S-8 POS
As filed with the Securities and Exchange Commission on March 30, 2010
Registration No. 333- 152555
 
 
UNITED STATES
SECURITIES AND EXCHANGE COMMISSION
WASHINGTON, D.C. 20549
 
POST-EFFECTIVE AMENDMENT NO. 1
TO
FORM S-8
REGISTRATION STATEMENT
UNDER
THE SECURITIES ACT OF 1933
Argyle Security, Inc.
(Exact name of registrant as specified in its charter)
     
Delaware
(State of Incorporation)
  20-3101079
(I.R.S. Employer Identification No.)
12903 Delivery Drive
San Antonio, TX 78247

(Address of Principal Executive Offices) (Zip Code)
 
2007 Omnibus Securities and Incentive Plan
Stock Option Agreements between Argyle Security, Inc. and Certain Individuals
Restricted Stock Agreements between Argyle Security, Inc. and Certain Individuals

(Full title of the plan)
 
Sam Youngblood
President and Chief Executive Officer
Argyle Security, Inc.
12903 Delivery Drive
San Antonio, TX 78247

(Name and Address of Agent for Service)
(210) 495-5245
(Telephone Number, Including Area Code, of Agent for Service)
 
Copies to:
Matthew A. Kepke, Esq.
Vice President, General Counsel and Secretary
Argyle Security, Inc.
40 West 37th Street
New York, New York 10018
(212) 245-2700
Indicate by check mark whether the registrant is a large accelerated filer, an accelerated filer, a non-accelerated filer or a smaller reporting company.
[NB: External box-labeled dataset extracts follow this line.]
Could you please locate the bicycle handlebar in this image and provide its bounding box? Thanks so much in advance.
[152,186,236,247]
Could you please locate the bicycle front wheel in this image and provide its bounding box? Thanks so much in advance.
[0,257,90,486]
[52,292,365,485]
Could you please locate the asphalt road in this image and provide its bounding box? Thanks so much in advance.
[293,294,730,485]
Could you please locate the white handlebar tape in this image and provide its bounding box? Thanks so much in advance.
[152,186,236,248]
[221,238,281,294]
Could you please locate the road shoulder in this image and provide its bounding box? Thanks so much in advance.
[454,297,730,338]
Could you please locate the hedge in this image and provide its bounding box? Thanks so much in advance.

See the definitions of “large accelerated filer,” “accelerated filer” and “smaller reporting company” in Rule 12b-2 of the Exchange Act. (Check one):
         
Large accelerated filer o
      Accelerated filer o
Non-accelerated filer o
  (Do not check if smaller reporting company)   Smaller reporting company þ
 
 

 

 


 

EXPLANATORY NOTE
This Post-Effective Amendment No. 1 relates to the Registration Statement (the “Registration Statement”) on Form S-8 (File No. 333-152555) of Argyle Security, Inc., a Delaware corporation (the “Company”), filed on July 25, 2008, registering up to 1,000,000 shares of the Company’s common stock under (i) the Company’s 2007 Omnibus Securities and Incentive Plan (the “Plan”), (ii) Stock Option Agreements between the Company and certain individuals and (iii) Restricted Stock Agreements between the Company and certain individuals. The Company intends to file a Form 15 to terminate the registration of its securities under Section 12(g) of the Securities Exchange Act of 1934, as amended (the “Exchange Act”), and suspend its duty to file reports under Sections 13 and 15(d) of the Exchange Act. In accordance with the undertaking contained in the Registration Statement, this Post-Effective Amendment No. 1 is being filed to remove from registration (i) up to 305,000 shares available for issuance under the Plan, (ii) up to 475,000 shares issuable upon exercise of options to purchase shares of common stock, and (iii) 190,000 restricted shares of common stock remaining unsold under the Registration Statement.

 

 


 

SIGNATURES
Pursuant to the requirements of the Securities Act of 1933, as amended, the registrant certifies that it has reasonable grounds to believe that it meets all of the requirements for filing on Form S-8 and has duly caused this Post-Effective Amendment No. 1 to the Registration Statement to be signed on its behalf by the undersigned, thereunto duly authorized, in the City of San Antonio, State of Texas, on March 30, 2010.
         
  Argyle Security, Inc.
 
 
  By:   /s/ Sam Youngblood    
    Name:   Sam Youngblood   
    Title:   President and Chief Executive Officer   
 
No other person is required to sign this Post-Effective Amendment No. 1 in reliance upon Rule 478 under the Securities Act.